Scientists calculated the theoretical minimum thermal load to lower energy requirements.

The heating and cooling of buildings forms a large part of global energy demand and is a significant, and increasing, contributor to carbon emissions.

In a bid to help curb these growing demands, a group of scientists and engineers from Lawrence Berkeley National Laboratory (Berkeley Lab), the National Renewable Energy Laboratory, and UC Berkeley has pioneered a framework for determining the minimum thermal energy required while maintaining comfortable living conditions.

In their study, published in the journal Joule, the researchers calculate the theoretical minimum thermal load in order to dramatically lower the energy required for heating and cooling buildings.

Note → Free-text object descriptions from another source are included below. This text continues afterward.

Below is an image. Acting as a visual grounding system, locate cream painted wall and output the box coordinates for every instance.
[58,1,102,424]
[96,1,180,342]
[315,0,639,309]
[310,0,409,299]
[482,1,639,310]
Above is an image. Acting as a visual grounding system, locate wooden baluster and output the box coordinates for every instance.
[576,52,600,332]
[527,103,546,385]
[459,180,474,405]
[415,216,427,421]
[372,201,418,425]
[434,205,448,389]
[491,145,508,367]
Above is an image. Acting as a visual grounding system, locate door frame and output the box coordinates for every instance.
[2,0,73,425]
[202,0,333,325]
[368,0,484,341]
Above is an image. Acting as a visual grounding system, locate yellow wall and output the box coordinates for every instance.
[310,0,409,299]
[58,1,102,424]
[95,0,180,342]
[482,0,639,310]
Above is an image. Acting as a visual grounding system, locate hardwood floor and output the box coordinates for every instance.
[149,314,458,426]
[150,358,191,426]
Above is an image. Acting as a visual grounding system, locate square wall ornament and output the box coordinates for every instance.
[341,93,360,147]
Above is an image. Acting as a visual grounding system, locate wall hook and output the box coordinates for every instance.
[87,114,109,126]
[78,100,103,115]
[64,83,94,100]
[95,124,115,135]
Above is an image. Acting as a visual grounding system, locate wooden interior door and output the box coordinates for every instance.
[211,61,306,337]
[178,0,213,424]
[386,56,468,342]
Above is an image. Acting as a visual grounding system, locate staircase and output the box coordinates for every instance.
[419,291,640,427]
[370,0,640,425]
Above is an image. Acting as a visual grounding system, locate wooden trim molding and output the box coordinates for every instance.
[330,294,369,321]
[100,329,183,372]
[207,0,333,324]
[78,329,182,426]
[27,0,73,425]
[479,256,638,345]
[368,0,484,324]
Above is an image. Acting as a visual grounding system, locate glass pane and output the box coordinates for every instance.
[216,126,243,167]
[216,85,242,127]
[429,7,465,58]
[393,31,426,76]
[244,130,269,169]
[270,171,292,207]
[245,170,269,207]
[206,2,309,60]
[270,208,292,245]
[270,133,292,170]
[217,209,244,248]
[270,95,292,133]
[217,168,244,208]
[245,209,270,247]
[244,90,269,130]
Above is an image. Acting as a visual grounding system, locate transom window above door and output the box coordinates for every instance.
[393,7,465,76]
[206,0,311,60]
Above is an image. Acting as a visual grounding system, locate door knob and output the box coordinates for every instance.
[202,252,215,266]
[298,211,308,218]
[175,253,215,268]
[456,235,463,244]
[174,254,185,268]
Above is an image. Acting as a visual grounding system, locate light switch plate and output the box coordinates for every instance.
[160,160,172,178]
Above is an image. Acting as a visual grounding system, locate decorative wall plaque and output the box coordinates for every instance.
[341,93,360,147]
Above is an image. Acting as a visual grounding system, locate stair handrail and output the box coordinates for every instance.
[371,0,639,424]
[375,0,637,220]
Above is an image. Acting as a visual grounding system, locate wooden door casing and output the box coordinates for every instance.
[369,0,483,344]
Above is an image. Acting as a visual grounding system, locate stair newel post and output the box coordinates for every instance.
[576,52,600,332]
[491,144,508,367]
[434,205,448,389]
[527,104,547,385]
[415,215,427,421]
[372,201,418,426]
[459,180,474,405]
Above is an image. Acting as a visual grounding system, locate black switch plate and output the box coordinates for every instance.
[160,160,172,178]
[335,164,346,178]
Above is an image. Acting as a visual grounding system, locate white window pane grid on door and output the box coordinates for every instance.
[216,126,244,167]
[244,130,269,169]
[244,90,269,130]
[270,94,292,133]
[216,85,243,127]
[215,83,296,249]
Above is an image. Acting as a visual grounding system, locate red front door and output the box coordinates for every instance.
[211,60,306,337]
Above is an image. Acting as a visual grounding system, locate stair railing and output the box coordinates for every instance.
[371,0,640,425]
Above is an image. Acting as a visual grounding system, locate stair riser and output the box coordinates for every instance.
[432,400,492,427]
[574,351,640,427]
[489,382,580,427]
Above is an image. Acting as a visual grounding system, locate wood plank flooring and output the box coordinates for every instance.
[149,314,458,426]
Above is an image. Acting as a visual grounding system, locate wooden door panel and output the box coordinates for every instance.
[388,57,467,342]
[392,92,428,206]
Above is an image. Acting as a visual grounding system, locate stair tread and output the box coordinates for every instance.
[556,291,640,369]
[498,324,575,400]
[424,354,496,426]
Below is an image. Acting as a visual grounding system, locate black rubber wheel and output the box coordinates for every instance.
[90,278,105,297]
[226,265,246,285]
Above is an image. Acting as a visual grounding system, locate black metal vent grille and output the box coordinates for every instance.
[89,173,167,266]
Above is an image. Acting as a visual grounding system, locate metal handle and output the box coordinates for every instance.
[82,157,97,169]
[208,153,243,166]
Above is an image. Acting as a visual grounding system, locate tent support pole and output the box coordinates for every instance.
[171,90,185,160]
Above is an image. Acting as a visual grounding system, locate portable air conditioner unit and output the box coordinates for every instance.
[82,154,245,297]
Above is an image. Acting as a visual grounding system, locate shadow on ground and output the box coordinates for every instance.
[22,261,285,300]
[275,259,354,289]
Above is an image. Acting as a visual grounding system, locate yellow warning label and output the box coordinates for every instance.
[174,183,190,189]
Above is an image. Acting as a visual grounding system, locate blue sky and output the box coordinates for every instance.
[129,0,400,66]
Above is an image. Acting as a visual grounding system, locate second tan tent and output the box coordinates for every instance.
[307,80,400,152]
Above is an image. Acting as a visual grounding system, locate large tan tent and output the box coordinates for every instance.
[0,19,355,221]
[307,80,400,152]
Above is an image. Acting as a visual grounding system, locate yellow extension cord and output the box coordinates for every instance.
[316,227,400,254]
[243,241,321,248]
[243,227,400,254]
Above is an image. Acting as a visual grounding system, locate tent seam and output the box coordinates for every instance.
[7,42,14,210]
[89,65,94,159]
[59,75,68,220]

Calculating a baseline for occupant comfort

For their calculations, the team set up a baseline for occupant comfort with different building parameters — the theoretical minimum thermal load does not focus purely on calculating the amount of heating or cooling needed to make a living space comfortable.

By setting up their baseline, the researchers identify the physical limit for reduced thermal use. In other words, they calculated the exact point at which thermal energy reduction would cause discomfort to occupants.

New Building Energy Framework Drastically Reduces Energy Demand
Schematic of thermal interactions with the environment and energy transfers that are needed for the theoretical minimum thermal load (TMTL) calculation. Source: Julia Laser and Josh Bauer, NREL

"Our work shows that current thermal loads in buildings are more than an order-of-magnitude higher than the theoretical minimum thermal load," Ravi Prasher, Berkeley Lab’s Associate Lab Director for Energy Technologies and the corresponding author of the paper, explained in a press release.

"In fact, the theoretical minimum thermal load showed that in residential buildings the energy used for heating or cooling an entire building for occupant comfort could be between 19 to 40 times lower," he continued.

The work points towards much more efficient energy usage in the future to help curb greenhouse emissions worldwide. While more environmentally friendly heating and cooling alternatives are in the works by scientific teams worldwide, the Berkeley Lab study shows that even these will have to be utilized in the most efficient manner possible so as not to waste energy.